デバイスの完成度次第で伸びそうなGoogle

Googleの動きを見てみよう。実は2021年にVRプラットフォーム事業から撤退しているGoogleだが、新たにAndroid XRという新OSを立ち上げつつある。このOSはサムスンが2024年中に発表すると予告している新XRヘッドセットに採用される見込み。GoogleはほかにもXRヘッドセットやARグラスメーカーにAndroid XRを売り込んでいると聞く。

Androidスマートフォンのように、OSという旗頭のもと複数のメーカーが集い、自由にデバイスを開発できる状況を整えようとしているGoogleはアップルと同じく、多くのスマートフォン・タブレット用のアプリを持っている。そのなかには個人の利用者数が多いGoogleドキュメントやGmailといったオフィススイートアプリもある。ビジネスユーザーが日常的に使いたいと思えるXRヘッドセット・ARグラスがあれば、後発でありながらいきなり高いシェアを獲得できるかもしれない。

XR分野で先行するメタだが、Questシリーズは世界中で累計2000万台以上も販売してきたという強みがある。OSのMeta Horizon OSはまだ開発中でリリースされていないが、Googleと同様にデバイスの選択肢が増えるAndroidのビジネスモデルを踏襲する予定。すでに複数のデバイスメーカーがMeta Horizon OSを採用することを表明している。

アップルVision Proが発表された2023年6月以降、メタはビジネスシーンでも使える機能を矢継ぎ早にQuestに実装してきた。レンズに直射日光が入るとセンサーが焼けてしまうことから屋外では使わないようにと注意を促してきたメタ自ら、現行モデルQuest 3をテラスで使っているシーンの動画をSNSで発信し始めたことからも、屋内で遊ぶためのゲーム機以上の価値があるとアピールしていることがわかる。

ゲーマーやVR SNSユーザーから支持されているメタ


Quest 3をかぶるマーク・ザッカーバーグ(本人インスタグラムより)

また、メタといえばSNSだ。FacebookやInstagramのユーザーアカウントとVR SNSアプリであるHorizon Worldsが連携していることも強いし、世界でもっとも人気のあるVR SNSのVRChatにもログインしやすい。ユーザー数✕滞在時間をKPIとするならメタのノウハウが活きてくる。

ビジネスマンと開発者に受け入れられそうなのは?

注目したいのが、iPhone(iOS)対Androidのように、OSのシェア争いが起きるかという点だ。

デバイスとOSの両方を開発する企業にとっては、OSの利用者数確保も重要なミッションとなる。有料アプリを販売するアプリストアからの収益も見込んだ戦略を立てる必要があるためだ。

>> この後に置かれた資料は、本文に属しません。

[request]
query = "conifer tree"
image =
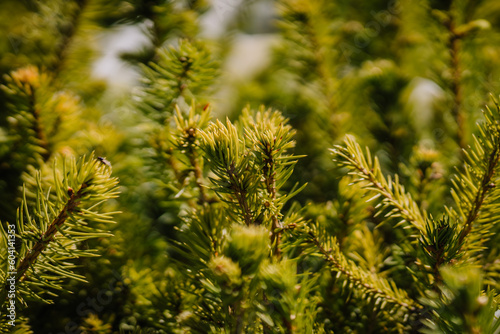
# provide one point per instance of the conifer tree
(263, 220)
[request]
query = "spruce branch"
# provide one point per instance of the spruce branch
(187, 142)
(475, 190)
(394, 196)
(50, 232)
(178, 75)
(315, 241)
(270, 138)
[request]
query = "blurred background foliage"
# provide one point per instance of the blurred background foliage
(407, 78)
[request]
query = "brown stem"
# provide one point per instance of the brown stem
(240, 196)
(456, 86)
(48, 236)
(481, 194)
(62, 51)
(270, 180)
(37, 125)
(199, 176)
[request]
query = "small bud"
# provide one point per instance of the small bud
(104, 161)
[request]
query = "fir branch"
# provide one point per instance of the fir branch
(383, 290)
(474, 189)
(393, 193)
(62, 51)
(70, 207)
(187, 142)
(270, 138)
(237, 180)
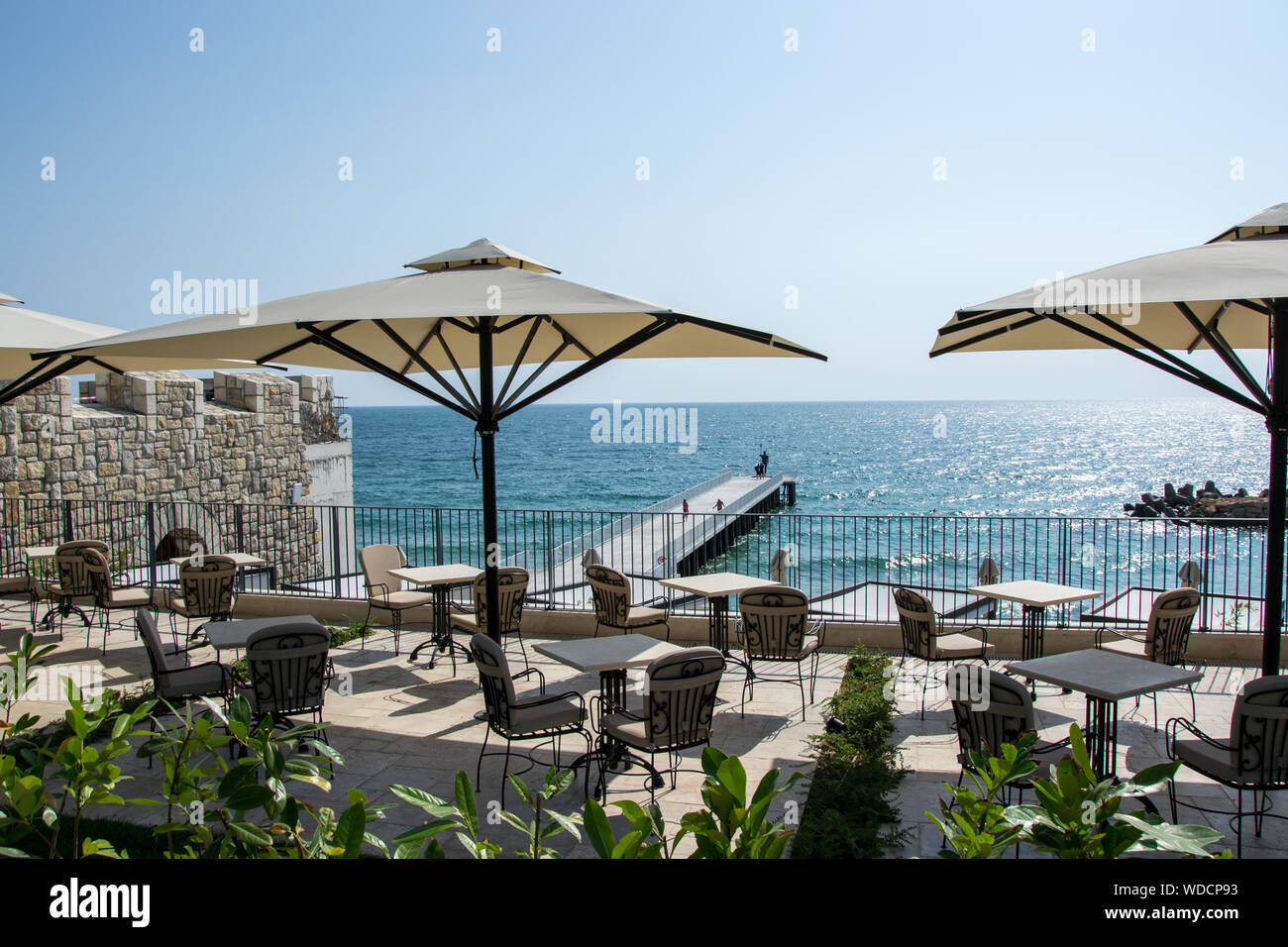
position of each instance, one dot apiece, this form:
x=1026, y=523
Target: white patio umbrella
x=26, y=331
x=481, y=305
x=1228, y=294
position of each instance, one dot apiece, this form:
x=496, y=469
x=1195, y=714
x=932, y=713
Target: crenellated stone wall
x=151, y=458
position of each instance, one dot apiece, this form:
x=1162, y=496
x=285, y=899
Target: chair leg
x=478, y=768
x=505, y=771
x=1239, y=823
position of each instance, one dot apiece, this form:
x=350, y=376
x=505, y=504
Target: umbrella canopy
x=1228, y=294
x=481, y=305
x=26, y=331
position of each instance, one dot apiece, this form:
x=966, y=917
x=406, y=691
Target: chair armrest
x=1126, y=635
x=529, y=672
x=819, y=628
x=552, y=698
x=656, y=602
x=982, y=629
x=1170, y=736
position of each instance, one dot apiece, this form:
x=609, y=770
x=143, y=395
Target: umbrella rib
x=518, y=361
x=374, y=367
x=533, y=376
x=1223, y=348
x=982, y=337
x=1184, y=372
x=301, y=343
x=738, y=331
x=572, y=339
x=419, y=360
x=421, y=347
x=1211, y=324
x=625, y=346
x=456, y=367
x=18, y=388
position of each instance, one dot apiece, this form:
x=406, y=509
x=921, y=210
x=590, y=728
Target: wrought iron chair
x=922, y=638
x=384, y=590
x=776, y=628
x=72, y=583
x=1253, y=761
x=288, y=671
x=987, y=720
x=17, y=581
x=174, y=678
x=511, y=586
x=677, y=712
x=613, y=608
x=206, y=590
x=531, y=716
x=1166, y=639
x=110, y=596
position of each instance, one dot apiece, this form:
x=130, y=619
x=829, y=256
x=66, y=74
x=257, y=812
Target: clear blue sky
x=767, y=167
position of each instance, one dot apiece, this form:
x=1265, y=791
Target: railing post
x=438, y=536
x=550, y=561
x=150, y=512
x=335, y=553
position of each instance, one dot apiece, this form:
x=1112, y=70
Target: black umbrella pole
x=487, y=433
x=1278, y=425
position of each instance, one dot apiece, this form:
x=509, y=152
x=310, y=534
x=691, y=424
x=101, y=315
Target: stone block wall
x=154, y=459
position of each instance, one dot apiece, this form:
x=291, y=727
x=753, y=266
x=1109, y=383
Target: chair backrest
x=99, y=573
x=376, y=561
x=915, y=621
x=984, y=724
x=682, y=697
x=774, y=621
x=1170, y=620
x=287, y=668
x=778, y=566
x=158, y=659
x=207, y=589
x=72, y=573
x=1190, y=574
x=494, y=681
x=1258, y=731
x=511, y=586
x=612, y=594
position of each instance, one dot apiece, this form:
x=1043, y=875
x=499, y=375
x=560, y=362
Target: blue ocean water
x=1022, y=458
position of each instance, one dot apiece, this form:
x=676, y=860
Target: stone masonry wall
x=153, y=458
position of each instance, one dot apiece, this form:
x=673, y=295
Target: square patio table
x=1035, y=596
x=233, y=634
x=441, y=581
x=612, y=657
x=1104, y=678
x=243, y=561
x=716, y=589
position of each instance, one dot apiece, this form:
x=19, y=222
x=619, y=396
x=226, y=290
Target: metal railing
x=846, y=564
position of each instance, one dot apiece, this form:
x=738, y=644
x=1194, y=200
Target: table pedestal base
x=441, y=638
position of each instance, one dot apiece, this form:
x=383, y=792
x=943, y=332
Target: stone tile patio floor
x=415, y=725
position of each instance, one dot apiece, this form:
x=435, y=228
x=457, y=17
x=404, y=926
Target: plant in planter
x=1077, y=814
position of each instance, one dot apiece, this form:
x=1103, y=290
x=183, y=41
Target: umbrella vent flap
x=480, y=253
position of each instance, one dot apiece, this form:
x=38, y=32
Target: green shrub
x=849, y=812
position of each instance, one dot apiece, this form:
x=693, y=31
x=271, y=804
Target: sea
x=889, y=458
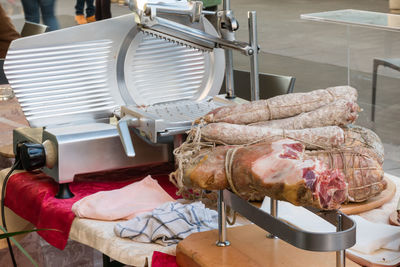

この点においてはApp Storeを持つアップルと、Google Playを持つGoogleが強いアドバンテージを持つ。前述したように、すでにスマートフォン/タブレット用として高い評価を持つアプリを大量に扱っており、デバイス購入後すぐに自分の求める機能(アプリ)を追加することができるメリットがある。BtoBで必須となる、生産性を高めるアプリも揃っている。

アプリ開発者側から見ても、XRヘッドセットユーザーだけではなくスマートフォン/タブレットのユーザーもターゲットしたアプリを作れば、収益性を高められそうだという期待感がある。

エンタメ重視のメタにとっては試練となるか

対してメタのMeta Questストアは、ゲームやフィットネスなど個人で楽しめるエンタメ系アプリは豊富で、クオリティも高い。7月にアーリーアクセス版が公開されたゲーム「進撃の巨人VR: Unbreakable」は発売3日目で全世界週間1位となるなどグローバル人気が高く 、数多くのQuestユーザーが調査兵団の一員となって巨人退治に勤しんでいる。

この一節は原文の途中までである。